The researchers conducted a multicentre, randomized, double-blind trial on T2DM patients, who were given either 20 g of oral teneligliptin (n=125; mean age, 52.1±10.2 years) or placebo (n=127; mean age, 56.0±10.2 years). The primary efficacy endpoint was the change in glycosylated haemoglobin (HbA1c) levels over 24 weeks of observation. Safety was evaluated according to adverse side-effects and drug reactions.
Patients who received the test medication showed a least square mean (LSM) HbA1c change of –0.95±0.06 percent over the 24-week study period. The corresponding change in the placebo group was –0.14±0.06 percent, leading to a significant between-group difference of –0.80±0.09 percent (p<0.0001).

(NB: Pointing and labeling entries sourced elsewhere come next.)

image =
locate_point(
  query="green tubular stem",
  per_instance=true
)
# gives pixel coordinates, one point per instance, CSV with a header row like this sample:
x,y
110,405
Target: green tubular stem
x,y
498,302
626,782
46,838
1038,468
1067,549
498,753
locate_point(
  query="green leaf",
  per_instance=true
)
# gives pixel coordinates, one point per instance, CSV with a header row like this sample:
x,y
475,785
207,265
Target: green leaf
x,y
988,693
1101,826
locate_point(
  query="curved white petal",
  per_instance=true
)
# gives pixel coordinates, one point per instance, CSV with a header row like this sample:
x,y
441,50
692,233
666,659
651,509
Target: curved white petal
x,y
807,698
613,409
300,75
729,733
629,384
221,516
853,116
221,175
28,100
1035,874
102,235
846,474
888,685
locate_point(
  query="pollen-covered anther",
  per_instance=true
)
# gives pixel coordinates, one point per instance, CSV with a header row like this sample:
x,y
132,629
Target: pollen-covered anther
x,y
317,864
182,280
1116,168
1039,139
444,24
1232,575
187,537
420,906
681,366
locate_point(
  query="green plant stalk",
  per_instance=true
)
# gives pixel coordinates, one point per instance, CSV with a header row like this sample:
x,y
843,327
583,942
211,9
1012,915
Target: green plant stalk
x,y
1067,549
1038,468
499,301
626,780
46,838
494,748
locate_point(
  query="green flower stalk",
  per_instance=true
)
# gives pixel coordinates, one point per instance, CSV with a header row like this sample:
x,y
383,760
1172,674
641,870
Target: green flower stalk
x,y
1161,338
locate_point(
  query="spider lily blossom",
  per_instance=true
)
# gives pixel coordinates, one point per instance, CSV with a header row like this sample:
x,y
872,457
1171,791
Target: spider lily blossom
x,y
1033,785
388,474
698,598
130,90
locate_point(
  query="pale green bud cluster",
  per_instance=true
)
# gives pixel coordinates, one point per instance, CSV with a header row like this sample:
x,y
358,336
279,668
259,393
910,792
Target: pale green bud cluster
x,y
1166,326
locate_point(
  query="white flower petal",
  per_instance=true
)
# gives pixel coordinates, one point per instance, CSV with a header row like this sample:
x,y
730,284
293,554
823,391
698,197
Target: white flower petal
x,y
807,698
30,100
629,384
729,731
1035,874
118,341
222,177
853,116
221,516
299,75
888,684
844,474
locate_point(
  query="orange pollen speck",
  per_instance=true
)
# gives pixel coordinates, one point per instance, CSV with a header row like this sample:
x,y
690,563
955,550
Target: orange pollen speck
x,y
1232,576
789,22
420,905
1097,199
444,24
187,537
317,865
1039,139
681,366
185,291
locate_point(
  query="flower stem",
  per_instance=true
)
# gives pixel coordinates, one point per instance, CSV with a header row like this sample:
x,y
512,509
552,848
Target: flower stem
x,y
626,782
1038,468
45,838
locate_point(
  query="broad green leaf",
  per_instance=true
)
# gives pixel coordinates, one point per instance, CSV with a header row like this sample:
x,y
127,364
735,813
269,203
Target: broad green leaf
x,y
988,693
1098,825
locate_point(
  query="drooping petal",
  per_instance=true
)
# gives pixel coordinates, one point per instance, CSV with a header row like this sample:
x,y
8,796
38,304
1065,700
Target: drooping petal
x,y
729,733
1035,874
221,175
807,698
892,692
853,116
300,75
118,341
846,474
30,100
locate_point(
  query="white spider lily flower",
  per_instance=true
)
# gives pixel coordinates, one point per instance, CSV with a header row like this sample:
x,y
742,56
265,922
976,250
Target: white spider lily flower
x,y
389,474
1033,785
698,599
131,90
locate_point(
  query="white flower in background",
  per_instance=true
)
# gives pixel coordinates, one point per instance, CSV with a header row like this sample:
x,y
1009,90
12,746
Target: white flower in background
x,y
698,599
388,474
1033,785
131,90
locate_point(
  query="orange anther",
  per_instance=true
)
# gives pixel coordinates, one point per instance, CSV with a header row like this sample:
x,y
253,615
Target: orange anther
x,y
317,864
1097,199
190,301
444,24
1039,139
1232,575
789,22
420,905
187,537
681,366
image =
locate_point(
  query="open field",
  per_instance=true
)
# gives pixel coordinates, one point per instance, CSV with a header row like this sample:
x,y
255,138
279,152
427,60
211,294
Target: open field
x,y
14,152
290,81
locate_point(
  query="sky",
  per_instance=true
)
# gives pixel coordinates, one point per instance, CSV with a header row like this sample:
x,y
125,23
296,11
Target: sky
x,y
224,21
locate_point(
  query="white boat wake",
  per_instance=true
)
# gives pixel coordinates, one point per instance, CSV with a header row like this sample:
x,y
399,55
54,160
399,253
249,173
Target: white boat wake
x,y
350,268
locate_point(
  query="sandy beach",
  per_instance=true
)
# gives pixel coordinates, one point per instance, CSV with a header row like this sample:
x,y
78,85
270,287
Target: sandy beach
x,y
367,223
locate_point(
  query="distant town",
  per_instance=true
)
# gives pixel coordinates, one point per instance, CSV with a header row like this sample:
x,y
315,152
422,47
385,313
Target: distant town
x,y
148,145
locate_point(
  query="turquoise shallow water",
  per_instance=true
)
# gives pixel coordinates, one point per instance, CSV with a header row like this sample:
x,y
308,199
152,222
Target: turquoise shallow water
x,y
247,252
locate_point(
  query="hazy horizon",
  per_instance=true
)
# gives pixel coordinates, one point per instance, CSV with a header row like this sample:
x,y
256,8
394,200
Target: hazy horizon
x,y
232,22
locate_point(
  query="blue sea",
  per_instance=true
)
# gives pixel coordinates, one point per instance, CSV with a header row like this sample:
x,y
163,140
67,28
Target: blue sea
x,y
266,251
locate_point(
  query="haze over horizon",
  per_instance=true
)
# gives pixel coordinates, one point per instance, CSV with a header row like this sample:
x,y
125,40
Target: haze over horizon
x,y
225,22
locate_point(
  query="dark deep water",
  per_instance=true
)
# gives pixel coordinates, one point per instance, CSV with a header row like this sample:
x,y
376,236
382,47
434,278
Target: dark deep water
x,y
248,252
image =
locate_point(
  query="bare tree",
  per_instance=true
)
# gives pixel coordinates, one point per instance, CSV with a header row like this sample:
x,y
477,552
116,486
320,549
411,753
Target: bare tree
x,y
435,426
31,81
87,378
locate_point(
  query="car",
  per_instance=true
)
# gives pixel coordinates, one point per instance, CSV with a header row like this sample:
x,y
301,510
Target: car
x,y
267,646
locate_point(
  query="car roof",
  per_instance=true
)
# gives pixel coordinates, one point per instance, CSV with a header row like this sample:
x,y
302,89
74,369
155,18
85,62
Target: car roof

In terms of safety, the researchers documented adverse events (AEs) in 76.4 percent of the teneligliptin group and 71.7 percent of the placebo group. Common side effects included infections and infestations, respiratory tract infections, and metabolism and nutrition disorders. There were six serious AEs in the teneligliptin group and five in the placebo group; no deaths were reported.
Teneligliptin was also superior to placebo in terms of secondary outcomes, including the 24-week change in fasting plasma glucose and the percentage of patients with HbA1c ≥7.0 percent.
Important study limitations included the lack of an active comparator and the relatively short duration of follow-up. Future studies should work to address these in order to better show the efficacy of teneligliptin in T2DM patients.